Fathers are always brought up, either by excess or by default, especially in feminicides. In the former case finger pointing at patriarchy, in the latter, the more modern one i.e. fatherlessness, finger pointing at lack of moral education.
If children are not taught “No,” romantic and sexual relationships also suffer. Perhaps one thinks that the body and life of the Other is a property where rejection is not allowed. Rejection that can be paid for with death.
These patterns have not escaped one of the most controversial feminicides in recent times in Italy, that of Giulia Cecchettin. The victim’s father has become a kind of social and civil witness of pain and horror prevention; the perpetrator’s father, Filippo Turetta, filled the summer news with what he said in prison to his son, “you are not the only one, there are two hundred others in Italy.” Open heavens, pillorying, condemnation, normalization and trivialization of the crime, justification of the son, and you name it.

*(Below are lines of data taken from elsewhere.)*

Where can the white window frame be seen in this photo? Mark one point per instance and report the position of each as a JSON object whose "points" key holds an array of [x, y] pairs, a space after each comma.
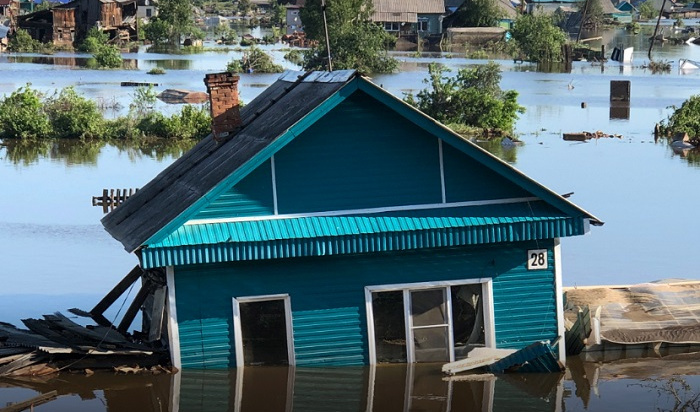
{"points": [[238, 334], [406, 288]]}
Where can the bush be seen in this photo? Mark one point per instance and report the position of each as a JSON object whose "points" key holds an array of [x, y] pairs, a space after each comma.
{"points": [[472, 98], [254, 60], [539, 38], [73, 116], [108, 57], [22, 42], [22, 115], [684, 119], [94, 39]]}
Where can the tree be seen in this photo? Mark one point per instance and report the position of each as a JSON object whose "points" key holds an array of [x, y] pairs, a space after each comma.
{"points": [[177, 14], [471, 98], [355, 41], [647, 10], [539, 38], [593, 13], [478, 13], [22, 115]]}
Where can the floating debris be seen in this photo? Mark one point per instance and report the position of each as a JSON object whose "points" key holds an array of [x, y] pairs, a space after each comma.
{"points": [[583, 136]]}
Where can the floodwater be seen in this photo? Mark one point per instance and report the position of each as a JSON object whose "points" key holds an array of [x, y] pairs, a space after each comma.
{"points": [[55, 254], [642, 385]]}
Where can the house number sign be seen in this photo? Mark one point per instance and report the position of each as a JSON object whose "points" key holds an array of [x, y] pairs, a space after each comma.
{"points": [[536, 259]]}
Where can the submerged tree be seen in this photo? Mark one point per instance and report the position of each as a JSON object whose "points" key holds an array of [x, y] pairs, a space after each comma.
{"points": [[471, 98], [355, 41], [539, 38], [478, 13]]}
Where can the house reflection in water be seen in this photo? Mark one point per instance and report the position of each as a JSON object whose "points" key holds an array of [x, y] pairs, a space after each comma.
{"points": [[398, 387]]}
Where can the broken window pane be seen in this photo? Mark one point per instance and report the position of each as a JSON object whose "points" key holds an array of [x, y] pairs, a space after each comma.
{"points": [[467, 318], [389, 326], [264, 332]]}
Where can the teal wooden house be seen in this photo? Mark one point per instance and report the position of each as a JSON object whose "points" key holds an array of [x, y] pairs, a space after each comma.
{"points": [[329, 223]]}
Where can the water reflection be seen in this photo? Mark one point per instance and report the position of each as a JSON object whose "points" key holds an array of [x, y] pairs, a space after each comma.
{"points": [[86, 152], [586, 385]]}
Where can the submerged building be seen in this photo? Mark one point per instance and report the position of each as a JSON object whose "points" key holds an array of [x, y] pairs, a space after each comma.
{"points": [[328, 222]]}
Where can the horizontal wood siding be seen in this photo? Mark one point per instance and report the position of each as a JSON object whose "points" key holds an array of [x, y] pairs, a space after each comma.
{"points": [[468, 181], [327, 299], [375, 159], [252, 196]]}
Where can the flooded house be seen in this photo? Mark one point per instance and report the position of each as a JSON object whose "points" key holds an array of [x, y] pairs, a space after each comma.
{"points": [[65, 23], [409, 18], [328, 223]]}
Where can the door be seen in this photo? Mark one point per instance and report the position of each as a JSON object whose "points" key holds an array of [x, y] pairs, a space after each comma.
{"points": [[263, 330]]}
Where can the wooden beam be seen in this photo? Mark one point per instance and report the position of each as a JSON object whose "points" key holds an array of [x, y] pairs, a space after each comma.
{"points": [[114, 294], [30, 403], [130, 314]]}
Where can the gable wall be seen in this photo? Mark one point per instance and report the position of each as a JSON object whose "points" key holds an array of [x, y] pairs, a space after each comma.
{"points": [[360, 155], [327, 299]]}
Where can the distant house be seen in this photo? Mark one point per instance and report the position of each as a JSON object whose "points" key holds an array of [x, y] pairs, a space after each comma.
{"points": [[293, 20], [328, 222], [145, 9], [65, 23], [409, 17]]}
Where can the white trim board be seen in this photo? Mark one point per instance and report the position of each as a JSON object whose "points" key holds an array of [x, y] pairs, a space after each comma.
{"points": [[366, 211], [173, 328]]}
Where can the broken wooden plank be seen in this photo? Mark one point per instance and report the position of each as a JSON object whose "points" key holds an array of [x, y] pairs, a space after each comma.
{"points": [[130, 314], [30, 403], [114, 294], [476, 358], [157, 314]]}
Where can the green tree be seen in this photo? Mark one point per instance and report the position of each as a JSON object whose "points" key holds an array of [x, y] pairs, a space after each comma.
{"points": [[178, 16], [594, 13], [278, 14], [647, 10], [157, 31], [73, 116], [22, 42], [539, 38], [22, 115], [355, 41], [107, 56], [684, 119], [471, 98], [478, 13]]}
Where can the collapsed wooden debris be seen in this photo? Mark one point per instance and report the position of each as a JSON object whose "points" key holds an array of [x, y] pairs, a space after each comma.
{"points": [[583, 136], [57, 343]]}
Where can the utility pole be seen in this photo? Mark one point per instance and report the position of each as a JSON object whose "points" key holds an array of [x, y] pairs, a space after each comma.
{"points": [[328, 42], [656, 29]]}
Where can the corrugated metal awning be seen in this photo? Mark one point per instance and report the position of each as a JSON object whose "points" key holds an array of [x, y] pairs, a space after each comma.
{"points": [[323, 236]]}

Criticism also fair except that those words were intercepted in prison in a delicate emotional context in which the father feared his son’s suicide. With due apologies, we repeat that those wiretaps should have remained private. They are criminally irrelevant and therefore not to be published
But where justice reform does not come, there comes the intelligence of the other father who says: you have to understand him and help that man. Call it pietas, exercise of forgiveness, all the things that make us breathe in our age of hatred, the fact remains that the solidarity of fathers not for power but for understanding is a cultural step forward. In an endless tragedy where everyone must take responsibility without fear.
The article The faults and frailties of fathers comes from TheNewyorker.